Reporte Político Semanal

LA VIOLENCIA NARCO ESCALA MIENTRAS CRECEN LAS ALERTAS POR EL DETERIORO DE LAS LIBERTADES CÍVICAS

El ministro del Interior, John Reimberg, fue recibido a tiros por una mujer cuando pretendía ingresar a un domicilio en Esmeraldas, en el norte del país, en el marco de un operativo contra una red de narcotráfico y tráfico ilegal de combustible.

En paralelo, un cuerpo decapitado fue hallado colgado de un puente en una autopista en las afueras de Quito, una práctica que se volvió habitual durante los enfrentamientos entre cárteles en México y que también fue adoptada por facciones que operan en la zona costera de Guayaquil. Según las autoridades, el hecho estaría vinculado a una disputa por el control del narcotráfico entre Los Lobos, el grupo criminal dominante en Ecuador, y bandas de la zona de Guayllabamba ligadas a Los Choneros. Medios locales señalaron que el episodio “derribó una de las barreras que aún separaban a Quito —donde escenas de este tipo eran “prácticamente inéditas”— de las provincias más azotadas por el crimen organizado”.

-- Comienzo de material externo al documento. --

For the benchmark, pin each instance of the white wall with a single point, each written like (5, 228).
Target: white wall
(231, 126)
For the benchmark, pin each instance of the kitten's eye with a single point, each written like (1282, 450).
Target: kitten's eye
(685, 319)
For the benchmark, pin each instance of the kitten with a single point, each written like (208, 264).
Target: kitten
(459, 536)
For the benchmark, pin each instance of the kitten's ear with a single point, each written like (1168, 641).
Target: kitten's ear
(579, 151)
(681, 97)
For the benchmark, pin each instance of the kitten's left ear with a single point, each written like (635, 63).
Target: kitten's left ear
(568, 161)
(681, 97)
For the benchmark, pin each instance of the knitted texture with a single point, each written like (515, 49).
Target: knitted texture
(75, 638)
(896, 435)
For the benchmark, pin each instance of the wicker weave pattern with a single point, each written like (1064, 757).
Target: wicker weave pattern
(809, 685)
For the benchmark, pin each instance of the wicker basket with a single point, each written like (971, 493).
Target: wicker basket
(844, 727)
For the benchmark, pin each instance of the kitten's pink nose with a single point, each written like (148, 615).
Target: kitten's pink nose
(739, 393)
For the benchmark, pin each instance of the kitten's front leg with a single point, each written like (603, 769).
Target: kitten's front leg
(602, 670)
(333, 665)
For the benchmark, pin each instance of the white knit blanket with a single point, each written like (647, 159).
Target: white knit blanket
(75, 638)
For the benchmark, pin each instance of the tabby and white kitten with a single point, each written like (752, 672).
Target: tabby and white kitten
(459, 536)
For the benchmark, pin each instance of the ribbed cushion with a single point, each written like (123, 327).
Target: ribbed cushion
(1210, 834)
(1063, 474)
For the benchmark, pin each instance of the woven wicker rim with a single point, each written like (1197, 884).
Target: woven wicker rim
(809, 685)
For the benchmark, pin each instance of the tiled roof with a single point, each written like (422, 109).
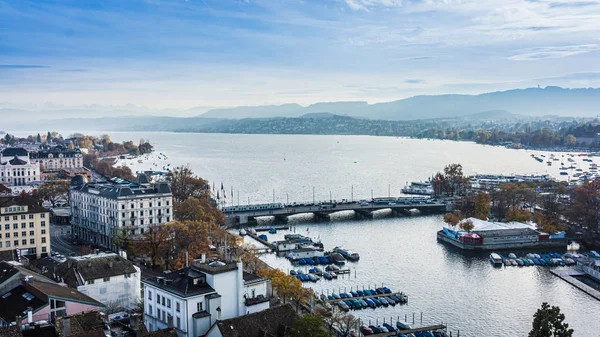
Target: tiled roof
(55, 290)
(270, 322)
(93, 268)
(180, 283)
(84, 324)
(16, 301)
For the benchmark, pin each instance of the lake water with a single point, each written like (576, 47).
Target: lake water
(462, 290)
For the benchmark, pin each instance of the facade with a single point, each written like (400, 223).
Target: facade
(105, 277)
(192, 299)
(36, 301)
(102, 210)
(24, 226)
(16, 169)
(57, 158)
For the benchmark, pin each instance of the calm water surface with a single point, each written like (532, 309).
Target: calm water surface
(464, 291)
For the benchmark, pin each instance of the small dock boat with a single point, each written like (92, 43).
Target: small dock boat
(496, 260)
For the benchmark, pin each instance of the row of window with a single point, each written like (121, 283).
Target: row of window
(23, 217)
(23, 243)
(24, 225)
(23, 233)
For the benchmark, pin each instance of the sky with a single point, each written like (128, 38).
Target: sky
(210, 53)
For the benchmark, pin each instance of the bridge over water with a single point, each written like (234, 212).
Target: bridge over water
(323, 212)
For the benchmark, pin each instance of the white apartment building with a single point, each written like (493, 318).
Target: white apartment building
(24, 226)
(106, 277)
(102, 210)
(16, 169)
(192, 299)
(58, 157)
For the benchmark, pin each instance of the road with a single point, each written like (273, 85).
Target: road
(60, 240)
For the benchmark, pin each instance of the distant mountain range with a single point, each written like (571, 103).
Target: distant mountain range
(527, 102)
(502, 105)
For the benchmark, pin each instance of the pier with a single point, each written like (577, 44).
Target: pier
(323, 211)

Estos hechos ocurren en un país donde, desde enero de 2024, rige la declaratoria de conflicto armado interno con la que el presidente Daniel Noboa ordenó a las Fuerzas Armadas neutralizar a 22 grupos del crimen organizado. Pese a la militarización de la seguridad y la construcción de la cárcel de El Encuentro, Ecuador registró en 2025 un total de 9 mil 216 homicidios, un incremento del 30,48% respecto a 2024. Analistas como Luis Córdova, del Observatorio Ecuatoriano de Conflictos de la Universidad Central del Ecuador, sostienen que el país ha importado de El Salvador una «estética» de la guerra contra el crimen que no logra revertir la fragmentación de estructuras criminales, presentes en más de 150 de los 222 cantones del país según ACLED, una organización global especializada en el análisis de conflictos armados.

En ese mismo marco de vigencia prolongada del conflicto armado interno, la organización internacional CIVICUS mantuvo esta semana a Ecuador en su lista de vigilancia global por el deterioro de las libertades cívicas, al considerar que la continuidad del estado de excepción es uno de los factores centrales de esta evaluación. La organización advirtió que la nueva política de seguridad de julio de 2026, que incorpora el concepto de “extremismo violento”, podría ampliar el margen de discrecionalidad de las autoridades frente a organizaciones indígenas, sindicatos y movimientos estudiantiles. El informe cita como ejemplo el congelamiento de las cuentas de la Unión de Organizaciones Campesinas e Indígenas de Cotacachi (UNORCAC) en junio de 2026, así como una caída de 31 posiciones de Ecuador en el Ranking Mundial de Libertad de Prensa 2026, que lo ubicó en el puesto 125.